Physiquement et nerveusement épuisé par un tournage continuellement au bord du désastre, Simon, réalisateur et scénariste expérimenté, déclare que c’est son dernier film. Maintenant, il va prendre soin de lui et de sa famille. Marquez, son producteur exécutif, expert en acrobaties financières et bluffs en tout genre, ne le croit pas : « Le cinéma est une drogue dure », lui rappelle-t-il. Il aurait pu ajouter qu’au cinéma, contrairement à la vie réelle, il y a toujours la possibilité d’imaginer une fin heureuse, une happy end, un fougueux baiser.  

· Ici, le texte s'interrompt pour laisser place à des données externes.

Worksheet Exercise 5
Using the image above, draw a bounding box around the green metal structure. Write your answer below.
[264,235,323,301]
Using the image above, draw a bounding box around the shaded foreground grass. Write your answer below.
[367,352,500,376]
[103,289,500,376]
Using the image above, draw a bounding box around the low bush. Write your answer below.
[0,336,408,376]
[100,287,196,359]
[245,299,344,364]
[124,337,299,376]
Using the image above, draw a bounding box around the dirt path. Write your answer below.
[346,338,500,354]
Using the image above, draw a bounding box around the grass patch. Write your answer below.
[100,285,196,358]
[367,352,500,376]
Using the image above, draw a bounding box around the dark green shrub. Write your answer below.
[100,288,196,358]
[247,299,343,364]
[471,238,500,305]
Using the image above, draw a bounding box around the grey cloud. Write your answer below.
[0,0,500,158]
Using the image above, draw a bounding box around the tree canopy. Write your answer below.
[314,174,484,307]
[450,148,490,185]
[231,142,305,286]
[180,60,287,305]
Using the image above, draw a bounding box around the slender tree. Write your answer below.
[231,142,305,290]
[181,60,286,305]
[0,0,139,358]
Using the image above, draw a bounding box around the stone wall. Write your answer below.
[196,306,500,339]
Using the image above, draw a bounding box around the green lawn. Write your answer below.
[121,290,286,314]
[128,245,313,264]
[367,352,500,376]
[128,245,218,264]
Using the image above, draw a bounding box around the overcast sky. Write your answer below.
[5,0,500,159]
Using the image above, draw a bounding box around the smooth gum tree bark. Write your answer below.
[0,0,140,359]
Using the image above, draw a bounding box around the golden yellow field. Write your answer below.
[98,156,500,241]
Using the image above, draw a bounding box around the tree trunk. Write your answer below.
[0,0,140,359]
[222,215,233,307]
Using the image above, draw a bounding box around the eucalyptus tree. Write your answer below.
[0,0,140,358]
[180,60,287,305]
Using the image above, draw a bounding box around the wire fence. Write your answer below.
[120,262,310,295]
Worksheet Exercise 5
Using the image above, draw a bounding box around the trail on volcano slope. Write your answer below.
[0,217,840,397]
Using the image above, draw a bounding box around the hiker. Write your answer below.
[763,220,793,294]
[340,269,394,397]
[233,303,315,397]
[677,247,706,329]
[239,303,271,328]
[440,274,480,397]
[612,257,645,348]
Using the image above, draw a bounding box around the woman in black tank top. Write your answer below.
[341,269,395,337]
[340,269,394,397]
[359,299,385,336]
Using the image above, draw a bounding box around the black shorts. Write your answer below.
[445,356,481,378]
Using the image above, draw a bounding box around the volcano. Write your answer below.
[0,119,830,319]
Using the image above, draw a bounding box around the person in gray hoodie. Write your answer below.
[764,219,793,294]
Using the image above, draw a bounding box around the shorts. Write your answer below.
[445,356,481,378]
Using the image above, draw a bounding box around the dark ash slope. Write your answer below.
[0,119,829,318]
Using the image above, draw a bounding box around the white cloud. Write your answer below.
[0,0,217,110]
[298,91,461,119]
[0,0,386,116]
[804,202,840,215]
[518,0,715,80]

Making of, c’est trois films en un. Il y a l’histoire d’un conflit social, une grève longue avec occupation des lieux pour empêcher la délocalisation de l’usine dans un pays à l’est de l’Europe. Ce conflit « ayant réellement existé » a inspiré le scénario du film que Simon réalise. On n’en saura pas le titre, mais des scènes clés sont jouées et filmées et nous en sommes spectateurs en avant-première. Il y a l’histoire du tournage de ce film. Lorsqu’un producteur important se retire avec toutes les conséquences financières et sociales, le parallélisme des situations et des enjeux ajoute une dimension à ce qui aurait pu être un film de plus sur les aléas d’un tournage ou les tourments et hésitations d’un réalisateur. Sans prétendre que le cinéma est une industrie comme une autre, les objectifs financiers y pèsent tout aussi lourdement. Le tournage d’un film a lieu dans la vraie vie. Et puis il y a l’histoire de la réalisation du making of du film. Si « personne ne regarde les making of » comme le déclare Viviane, en charge de la production, et qu’en conséquence « on s’en fout », ce n’est pas le cas de Joseph qui le réalise et espère en faire sa carte de visite pour lancer sa carrière.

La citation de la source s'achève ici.